If you are an organization , then you are not a person and you are going to need a human somewhere to configure your IT systems. That can be a person you hire or a person who works for a service that you buy in. Either way, it is not going to be you who does the IT because you are not a person, not even if a notoriously corrupt judge tries to persuade you that you are.
I don't see the 'outsourcing' question as useful because when I was in the business of providing outsourced PKI services, I discovered one of the most common reasons for outsourcing was to neuter an overbearing internal IT dept. In fact my first job as an intern at ICI was scraping outputs from the company owned mainframe so that the managers could actually make use of them on their PCs without grovelling to the IT department. That is what the whole mirco-computer revolution was really about.
There is a problem with SMTP email and there is a problem with legacy phone service. Both are well past their sell-by date because they lack access control. The problem isn't the outsourcing, it is the fact that the only thing keeping the systems working at all is an extensive and complex set of heuristics. It is the need for the outsourcing that is the issue, not the outsourcing itself.
The notion that anyone who knows my phone number is authorized to call me any time of the day or night is stupid on a stick. So is the notion anyone who feels like it can clutter up my inbox.
The notion that anyone with scant technical knowledge can impersonate anyone else via telephone or email is more stupid on a bigger stick.
This has been known for well over 20 years now and yet the IETF/ITU approach to fixing these problems remains unchanged: We just have to clap harder and Tinkerbell will live.
There is a way to fix both problems and it is the same way MIME replaced the fax. Once established, communications infrastructures are near impossible to change. Letter post works in essentially the same way as it did when Sir Rowland Hill invented the Penny Post in 1940. The telephone system works the same way it did since Alger Strowger got upset with rivals stealing his business.
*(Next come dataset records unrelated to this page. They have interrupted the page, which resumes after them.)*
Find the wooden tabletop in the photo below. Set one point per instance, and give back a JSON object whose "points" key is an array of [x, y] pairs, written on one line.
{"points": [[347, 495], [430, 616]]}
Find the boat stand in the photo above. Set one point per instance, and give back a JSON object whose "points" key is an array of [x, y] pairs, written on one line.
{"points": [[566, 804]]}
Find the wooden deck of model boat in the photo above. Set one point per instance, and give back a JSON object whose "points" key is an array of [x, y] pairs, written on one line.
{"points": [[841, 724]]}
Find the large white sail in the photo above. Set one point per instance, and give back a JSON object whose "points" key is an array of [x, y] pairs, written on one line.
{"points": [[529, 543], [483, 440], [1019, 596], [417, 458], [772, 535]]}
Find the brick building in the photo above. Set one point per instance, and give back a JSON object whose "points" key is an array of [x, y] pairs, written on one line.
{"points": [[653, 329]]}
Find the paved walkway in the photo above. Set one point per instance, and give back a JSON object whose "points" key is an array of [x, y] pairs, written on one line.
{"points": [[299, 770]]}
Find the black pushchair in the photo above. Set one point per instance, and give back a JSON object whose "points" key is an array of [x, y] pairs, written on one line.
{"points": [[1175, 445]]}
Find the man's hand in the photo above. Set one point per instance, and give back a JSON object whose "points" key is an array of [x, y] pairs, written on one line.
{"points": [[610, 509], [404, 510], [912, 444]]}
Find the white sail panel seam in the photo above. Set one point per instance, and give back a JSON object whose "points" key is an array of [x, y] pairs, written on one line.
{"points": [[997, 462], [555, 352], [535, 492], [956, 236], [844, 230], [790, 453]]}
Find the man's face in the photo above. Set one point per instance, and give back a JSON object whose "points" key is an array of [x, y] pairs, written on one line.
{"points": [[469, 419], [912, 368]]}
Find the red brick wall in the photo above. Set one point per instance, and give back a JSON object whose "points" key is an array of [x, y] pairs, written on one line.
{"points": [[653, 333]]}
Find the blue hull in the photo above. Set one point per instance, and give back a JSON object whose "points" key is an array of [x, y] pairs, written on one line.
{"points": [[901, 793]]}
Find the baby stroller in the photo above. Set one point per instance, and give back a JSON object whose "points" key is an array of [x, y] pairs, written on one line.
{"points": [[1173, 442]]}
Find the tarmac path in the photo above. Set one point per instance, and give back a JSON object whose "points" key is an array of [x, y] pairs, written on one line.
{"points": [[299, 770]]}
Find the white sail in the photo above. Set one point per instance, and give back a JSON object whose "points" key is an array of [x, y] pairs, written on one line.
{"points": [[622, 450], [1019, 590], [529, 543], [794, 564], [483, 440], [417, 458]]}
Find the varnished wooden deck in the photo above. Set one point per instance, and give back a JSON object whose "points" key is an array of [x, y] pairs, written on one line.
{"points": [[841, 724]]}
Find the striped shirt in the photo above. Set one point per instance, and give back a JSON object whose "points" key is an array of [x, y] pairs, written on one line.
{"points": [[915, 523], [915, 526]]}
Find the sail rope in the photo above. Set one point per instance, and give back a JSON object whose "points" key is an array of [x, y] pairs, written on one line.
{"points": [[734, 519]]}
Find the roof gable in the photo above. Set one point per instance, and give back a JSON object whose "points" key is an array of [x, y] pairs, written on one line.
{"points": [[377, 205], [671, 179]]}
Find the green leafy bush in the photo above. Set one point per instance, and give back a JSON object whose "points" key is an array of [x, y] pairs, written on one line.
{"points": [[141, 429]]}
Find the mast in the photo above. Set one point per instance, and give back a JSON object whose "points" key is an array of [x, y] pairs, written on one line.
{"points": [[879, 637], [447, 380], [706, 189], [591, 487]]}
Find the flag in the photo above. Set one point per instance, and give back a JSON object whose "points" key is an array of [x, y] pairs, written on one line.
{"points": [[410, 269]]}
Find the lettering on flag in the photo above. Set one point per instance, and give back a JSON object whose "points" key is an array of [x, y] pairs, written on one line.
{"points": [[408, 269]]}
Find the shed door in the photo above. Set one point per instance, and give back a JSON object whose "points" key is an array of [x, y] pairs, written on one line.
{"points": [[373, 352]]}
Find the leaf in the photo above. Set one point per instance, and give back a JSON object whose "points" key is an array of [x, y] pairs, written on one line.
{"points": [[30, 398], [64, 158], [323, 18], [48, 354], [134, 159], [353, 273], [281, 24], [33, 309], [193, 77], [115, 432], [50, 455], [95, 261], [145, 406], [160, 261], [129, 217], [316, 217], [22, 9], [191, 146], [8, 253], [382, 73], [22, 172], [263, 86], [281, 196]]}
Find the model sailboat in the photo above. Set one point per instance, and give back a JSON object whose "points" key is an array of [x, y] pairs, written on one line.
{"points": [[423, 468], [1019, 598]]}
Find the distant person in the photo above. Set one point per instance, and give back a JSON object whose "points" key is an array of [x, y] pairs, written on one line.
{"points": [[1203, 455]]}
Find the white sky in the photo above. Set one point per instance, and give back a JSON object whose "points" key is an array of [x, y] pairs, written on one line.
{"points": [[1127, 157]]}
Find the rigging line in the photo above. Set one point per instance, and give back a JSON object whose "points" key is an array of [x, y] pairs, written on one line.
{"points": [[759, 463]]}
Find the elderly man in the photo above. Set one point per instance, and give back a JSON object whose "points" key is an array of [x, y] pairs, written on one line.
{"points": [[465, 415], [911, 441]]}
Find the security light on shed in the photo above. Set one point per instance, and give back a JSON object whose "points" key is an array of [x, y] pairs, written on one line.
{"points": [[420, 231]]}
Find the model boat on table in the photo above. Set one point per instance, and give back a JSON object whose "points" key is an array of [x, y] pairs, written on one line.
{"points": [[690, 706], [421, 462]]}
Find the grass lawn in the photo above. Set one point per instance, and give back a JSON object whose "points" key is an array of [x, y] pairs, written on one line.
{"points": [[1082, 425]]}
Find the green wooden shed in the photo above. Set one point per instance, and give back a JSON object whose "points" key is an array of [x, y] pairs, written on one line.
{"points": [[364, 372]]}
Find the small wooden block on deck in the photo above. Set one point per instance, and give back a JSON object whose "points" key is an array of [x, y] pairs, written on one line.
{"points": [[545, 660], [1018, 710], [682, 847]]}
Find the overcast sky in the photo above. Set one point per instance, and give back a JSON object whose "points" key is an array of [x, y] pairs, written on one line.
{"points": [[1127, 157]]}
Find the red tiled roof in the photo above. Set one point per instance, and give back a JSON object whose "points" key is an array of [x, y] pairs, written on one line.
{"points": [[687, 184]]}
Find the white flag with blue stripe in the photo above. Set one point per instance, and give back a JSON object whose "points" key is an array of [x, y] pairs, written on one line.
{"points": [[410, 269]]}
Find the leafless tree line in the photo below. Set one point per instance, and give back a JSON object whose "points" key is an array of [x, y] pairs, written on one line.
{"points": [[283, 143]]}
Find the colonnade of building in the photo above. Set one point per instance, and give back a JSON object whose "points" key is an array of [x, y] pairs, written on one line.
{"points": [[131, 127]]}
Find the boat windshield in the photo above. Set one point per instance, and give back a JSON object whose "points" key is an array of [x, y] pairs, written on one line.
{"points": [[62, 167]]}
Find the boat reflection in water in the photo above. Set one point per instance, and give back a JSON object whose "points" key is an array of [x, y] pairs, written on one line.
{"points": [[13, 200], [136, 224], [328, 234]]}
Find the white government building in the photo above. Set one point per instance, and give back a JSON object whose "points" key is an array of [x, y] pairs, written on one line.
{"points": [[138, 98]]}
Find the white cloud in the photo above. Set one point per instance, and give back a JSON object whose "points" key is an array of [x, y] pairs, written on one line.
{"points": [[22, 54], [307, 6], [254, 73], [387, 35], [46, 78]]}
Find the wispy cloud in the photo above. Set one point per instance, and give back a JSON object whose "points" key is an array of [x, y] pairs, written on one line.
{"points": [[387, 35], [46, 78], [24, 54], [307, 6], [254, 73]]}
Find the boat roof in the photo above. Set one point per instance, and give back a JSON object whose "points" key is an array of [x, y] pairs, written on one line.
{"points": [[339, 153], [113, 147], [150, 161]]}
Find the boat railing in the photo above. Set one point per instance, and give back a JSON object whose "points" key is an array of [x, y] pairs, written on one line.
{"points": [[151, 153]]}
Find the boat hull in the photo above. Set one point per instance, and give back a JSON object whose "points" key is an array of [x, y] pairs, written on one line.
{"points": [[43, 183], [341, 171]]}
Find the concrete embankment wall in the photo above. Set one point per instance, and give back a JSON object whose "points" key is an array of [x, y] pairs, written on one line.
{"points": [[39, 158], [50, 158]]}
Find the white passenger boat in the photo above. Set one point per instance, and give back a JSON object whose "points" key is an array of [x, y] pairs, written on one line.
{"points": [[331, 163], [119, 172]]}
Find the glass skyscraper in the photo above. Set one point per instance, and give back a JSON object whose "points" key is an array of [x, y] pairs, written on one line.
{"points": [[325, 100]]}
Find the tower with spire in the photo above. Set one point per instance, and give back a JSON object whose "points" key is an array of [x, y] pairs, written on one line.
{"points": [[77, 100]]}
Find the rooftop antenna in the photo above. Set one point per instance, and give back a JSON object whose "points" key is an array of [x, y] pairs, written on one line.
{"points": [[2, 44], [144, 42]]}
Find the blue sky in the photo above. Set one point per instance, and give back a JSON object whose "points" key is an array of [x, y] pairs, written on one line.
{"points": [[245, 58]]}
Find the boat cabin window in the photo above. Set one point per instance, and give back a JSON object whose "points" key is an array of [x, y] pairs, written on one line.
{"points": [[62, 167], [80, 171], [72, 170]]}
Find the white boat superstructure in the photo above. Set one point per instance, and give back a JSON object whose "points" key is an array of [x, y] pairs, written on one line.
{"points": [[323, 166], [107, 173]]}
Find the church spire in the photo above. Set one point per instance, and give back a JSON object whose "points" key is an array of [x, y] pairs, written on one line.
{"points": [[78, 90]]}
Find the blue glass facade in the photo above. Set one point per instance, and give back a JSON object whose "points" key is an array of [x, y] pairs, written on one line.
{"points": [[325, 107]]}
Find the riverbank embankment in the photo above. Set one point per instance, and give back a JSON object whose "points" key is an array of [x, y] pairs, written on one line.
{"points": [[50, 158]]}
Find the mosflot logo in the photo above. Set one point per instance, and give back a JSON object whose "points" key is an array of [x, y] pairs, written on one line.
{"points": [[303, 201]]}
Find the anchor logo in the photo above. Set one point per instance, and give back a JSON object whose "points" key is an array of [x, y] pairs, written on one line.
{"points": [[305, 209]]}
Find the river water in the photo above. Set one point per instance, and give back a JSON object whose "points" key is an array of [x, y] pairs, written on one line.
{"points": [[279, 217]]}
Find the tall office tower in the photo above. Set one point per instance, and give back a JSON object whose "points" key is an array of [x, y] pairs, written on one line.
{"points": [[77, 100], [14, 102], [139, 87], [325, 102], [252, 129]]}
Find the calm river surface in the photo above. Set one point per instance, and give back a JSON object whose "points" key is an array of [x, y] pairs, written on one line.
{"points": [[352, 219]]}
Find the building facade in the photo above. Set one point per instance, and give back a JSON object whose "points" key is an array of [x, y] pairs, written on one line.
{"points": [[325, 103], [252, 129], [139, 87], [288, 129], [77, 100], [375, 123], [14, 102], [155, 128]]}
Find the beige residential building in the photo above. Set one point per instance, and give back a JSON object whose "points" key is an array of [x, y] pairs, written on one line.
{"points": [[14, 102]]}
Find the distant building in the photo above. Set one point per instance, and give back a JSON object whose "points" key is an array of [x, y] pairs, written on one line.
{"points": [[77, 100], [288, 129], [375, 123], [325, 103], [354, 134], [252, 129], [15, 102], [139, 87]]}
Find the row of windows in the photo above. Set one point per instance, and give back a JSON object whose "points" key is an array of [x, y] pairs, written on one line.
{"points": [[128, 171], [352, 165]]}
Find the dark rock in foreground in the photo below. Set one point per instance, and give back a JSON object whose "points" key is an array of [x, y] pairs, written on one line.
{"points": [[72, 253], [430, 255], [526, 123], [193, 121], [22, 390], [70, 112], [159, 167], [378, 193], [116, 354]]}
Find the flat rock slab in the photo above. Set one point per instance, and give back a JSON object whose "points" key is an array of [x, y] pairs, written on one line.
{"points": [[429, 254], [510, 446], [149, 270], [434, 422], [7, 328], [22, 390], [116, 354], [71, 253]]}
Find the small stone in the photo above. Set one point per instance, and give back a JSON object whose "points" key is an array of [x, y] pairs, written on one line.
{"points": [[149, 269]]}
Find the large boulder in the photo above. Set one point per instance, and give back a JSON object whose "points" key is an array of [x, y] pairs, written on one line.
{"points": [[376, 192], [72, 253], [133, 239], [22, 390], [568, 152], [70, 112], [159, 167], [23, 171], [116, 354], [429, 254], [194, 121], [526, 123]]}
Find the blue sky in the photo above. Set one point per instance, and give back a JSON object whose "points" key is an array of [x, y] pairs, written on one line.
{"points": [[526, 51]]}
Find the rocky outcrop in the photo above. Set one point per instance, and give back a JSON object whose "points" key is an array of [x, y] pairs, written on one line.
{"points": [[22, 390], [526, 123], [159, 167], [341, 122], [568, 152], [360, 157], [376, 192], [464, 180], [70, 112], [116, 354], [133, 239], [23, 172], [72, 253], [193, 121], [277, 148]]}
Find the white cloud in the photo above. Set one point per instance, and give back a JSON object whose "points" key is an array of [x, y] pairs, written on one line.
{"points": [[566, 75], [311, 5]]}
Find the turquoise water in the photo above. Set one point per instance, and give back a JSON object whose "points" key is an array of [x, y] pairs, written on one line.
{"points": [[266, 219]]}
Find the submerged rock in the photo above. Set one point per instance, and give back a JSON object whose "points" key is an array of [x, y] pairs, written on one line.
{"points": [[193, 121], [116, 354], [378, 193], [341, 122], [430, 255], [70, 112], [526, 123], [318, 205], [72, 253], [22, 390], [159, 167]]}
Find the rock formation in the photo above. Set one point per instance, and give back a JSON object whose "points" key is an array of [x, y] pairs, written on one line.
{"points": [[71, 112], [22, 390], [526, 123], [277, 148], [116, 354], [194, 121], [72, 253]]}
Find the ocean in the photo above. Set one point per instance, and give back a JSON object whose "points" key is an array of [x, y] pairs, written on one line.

The only time things change is when there is a completely new technology. Which there is, it is called WebRTC and once complete it will be very close to being a means of replacing SMTP and the telephone.
All that WebRTC lacks to replace the telephone is a mechanism to place calls. Which not coincidentally, is exactly what I am working on right now.
So there has to be a means by which Alice can click on Bob's contact in her address book and set up a synchronous call with chat and/or voice and/or video modalities. And there has to be multiple means by which Alice can acquire Bob's contact. And these all have to establish end-to-end secure communications. Which means we need some sort of PKI. I have spent most of the past 30 years designing PKIs.
OK, so that is the telephone done, what about SMTP? Well that is just a matter of adding in an asynchronous mode to the call setup. So instead of setting up an interactive WebRTC session, we save the text message, the voice or the video, post it to some collection point and send Bob a note where to pick it up.
Do that, and your replacement for the phone system also replaces SMTP mail. Not immediately but over time.
Provided, that is, the system is open like SMTP and the telephone system. SMTP is not going to be replaced by anyone's walled garden. The system has to be open and Alice has to be able to change her service provider at any time without the old service provider cooperating and without losing all her contacts.